Analysis of polι UBM1 and UBM2 residues that are responsible for the interaction with polη. (A) Sequence alignment of UBM1 and (B) UBM2. Conserved residues mutated in the analysis are shaded gray. The aligned polι proteins are from the following mammals: Hs, Homo sapiens; Mm, Mus musculus; Cl, Canis lupus; Mf, Macaca fascicularis; Bt, Bos taurus; Rn, Rattus norvegicus. (C) Yeast two-hybrid analysis of the interactions between polι UBM1 and UBM2 mutants and polη, PCNA and ubiquitin (Ub). Saccharomyces cerevisiae strain AH109 was transformed separately with the GAL4-AD expression vectors pACT2 (control), pACT2-polι wild type (pAR116), pACT2-polι carrying various point mutations in UBM1 or UBM2 as indicated in combination with each one of the following GAL4-BD expression vectors: pGBKT7 and pGBKT7-polη_wild type (pAVR65), pGBKT7-PCNA (pAVR18) and pGBKT7-Ub (pBP129) as indicated. Several colonies from each transformation were grown overnight at 30°C in selective medium, and a sample was spotted on to a DOBA-Trp-Leu-His-Ade plate and incubated at 30°C for 6 days. Four and six represent days of growth at 30°C.

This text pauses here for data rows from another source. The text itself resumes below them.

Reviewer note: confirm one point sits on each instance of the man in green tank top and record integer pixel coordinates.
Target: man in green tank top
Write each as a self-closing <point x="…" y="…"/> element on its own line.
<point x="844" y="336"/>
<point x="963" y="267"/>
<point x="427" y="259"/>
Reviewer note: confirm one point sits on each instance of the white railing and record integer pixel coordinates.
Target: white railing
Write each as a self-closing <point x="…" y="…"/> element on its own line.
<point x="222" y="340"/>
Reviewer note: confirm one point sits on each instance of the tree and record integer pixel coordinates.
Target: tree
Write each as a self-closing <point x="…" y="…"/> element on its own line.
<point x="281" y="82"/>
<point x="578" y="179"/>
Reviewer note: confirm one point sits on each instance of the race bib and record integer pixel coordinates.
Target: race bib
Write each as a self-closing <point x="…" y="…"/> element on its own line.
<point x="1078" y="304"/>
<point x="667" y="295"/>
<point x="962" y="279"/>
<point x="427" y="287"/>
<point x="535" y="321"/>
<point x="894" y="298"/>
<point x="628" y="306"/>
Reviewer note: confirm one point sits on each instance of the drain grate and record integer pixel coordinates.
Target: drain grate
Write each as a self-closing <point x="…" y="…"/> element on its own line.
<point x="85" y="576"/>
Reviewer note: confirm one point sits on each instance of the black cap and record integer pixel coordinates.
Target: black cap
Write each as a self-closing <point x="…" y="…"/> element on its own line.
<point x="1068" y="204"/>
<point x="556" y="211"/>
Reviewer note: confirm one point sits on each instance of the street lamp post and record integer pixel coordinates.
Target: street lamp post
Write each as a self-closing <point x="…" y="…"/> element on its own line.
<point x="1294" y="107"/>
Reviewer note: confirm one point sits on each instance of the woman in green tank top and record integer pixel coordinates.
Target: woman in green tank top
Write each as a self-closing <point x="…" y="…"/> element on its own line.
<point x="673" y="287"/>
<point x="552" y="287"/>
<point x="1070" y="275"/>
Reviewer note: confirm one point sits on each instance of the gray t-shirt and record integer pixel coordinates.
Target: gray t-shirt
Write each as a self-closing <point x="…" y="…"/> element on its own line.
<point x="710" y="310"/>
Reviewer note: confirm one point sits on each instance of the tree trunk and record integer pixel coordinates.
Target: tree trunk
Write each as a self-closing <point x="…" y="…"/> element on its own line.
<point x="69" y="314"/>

Interactions between a polι-Ub chimera and polη. (A) Cartoon of the polι-Ub chimera with the I44A substitution indicated. Yeast two-hybrid analysis of interactions between polι, polι-Ub, polι-Ub-I44A, and polι-F507S-P680A-Ub and wild-type polη, PCNA and ubiquitin (Ub). Saccharomyces cerevisiae strain AH109 was transformed separately with the GAL4-AD expression vectors pACT2 (control), pACT2-polι wild type (pAR116), pACT2-polι-Ub (pJRM127), polι-Ub_I44A (pJRM150) and polι-F507S/P680A-Ub (pJRM151) as indicated, in combination with each of the following GAL4-BD expression vectors: pGBKT7 and pGBKT7-polη_wild type, (pAVR65), pGBKT7-PCNA (pAVR18) and pGBKT7-Ub (pBP129) as indicated. Several colonies from each transformation were grown overnight at 30°C in selective medium, and a sample was spotted on to a DOBA-Trp-Leu-His-Ade plate and incubated at 30°C for 4 days. Images were taken after 2 days of growth () or 4 days of growth (). (B) FLAG-pull-down assay demonstrating interactions between polι and polη (lane 2), and polι-Ub and polη (lane 4). Extracts from HEK293T cells transfected with plasmids encoding FLAG-tagged wild-type polι (pJRM46) or a polι-Ub fusion (pJRM140) and HA-tagged wild-type polη (pJRM56) were incubated overnight at 4°C with 20 µl of EZview Red ANTI-FLAG M2 Affinity Gel, washed three times and analyzed directly by SDS–PAGE and Western blot with respective antibodies. Lanes 1 and 3 represent 10% of corresponding extracts used for each pull-down reaction. (C) FLAG-pull-down assay demonstrating the strength of interactions between PCNA and polι (lane 2), or polι-Ub (lane 4). Extracts from HEK293T cells transfected with plasmids encoding FLAG-tagged wild-type polι (pJRM46) or a polι-Ub fusion (pJRM140) were incubated overnight at 4°C with 20 µl of EZview Red ANTI-FLAG M2 Affinity Gel, washed three times and analyzed directly by SDS–PAGE and Western blot with respective antibodies. Lanes 1 and 3 represent 10% of corresponding extracts used for each pull-down reaction. (D) MRC5 human cells were transfected with plasmids encoding eCFP-polι wild type (peCFP-C1-polι) and eCFP-polι-Ub (pJRM128). Twenty hours after post-transfection, the cells were irradiated with UV (7 J/m²). After 6 h, cells were fixed and the presence of foci examined. The histogram represents the mean and standard deviation calculated after counting 200 cells from three independent experiments with each construct.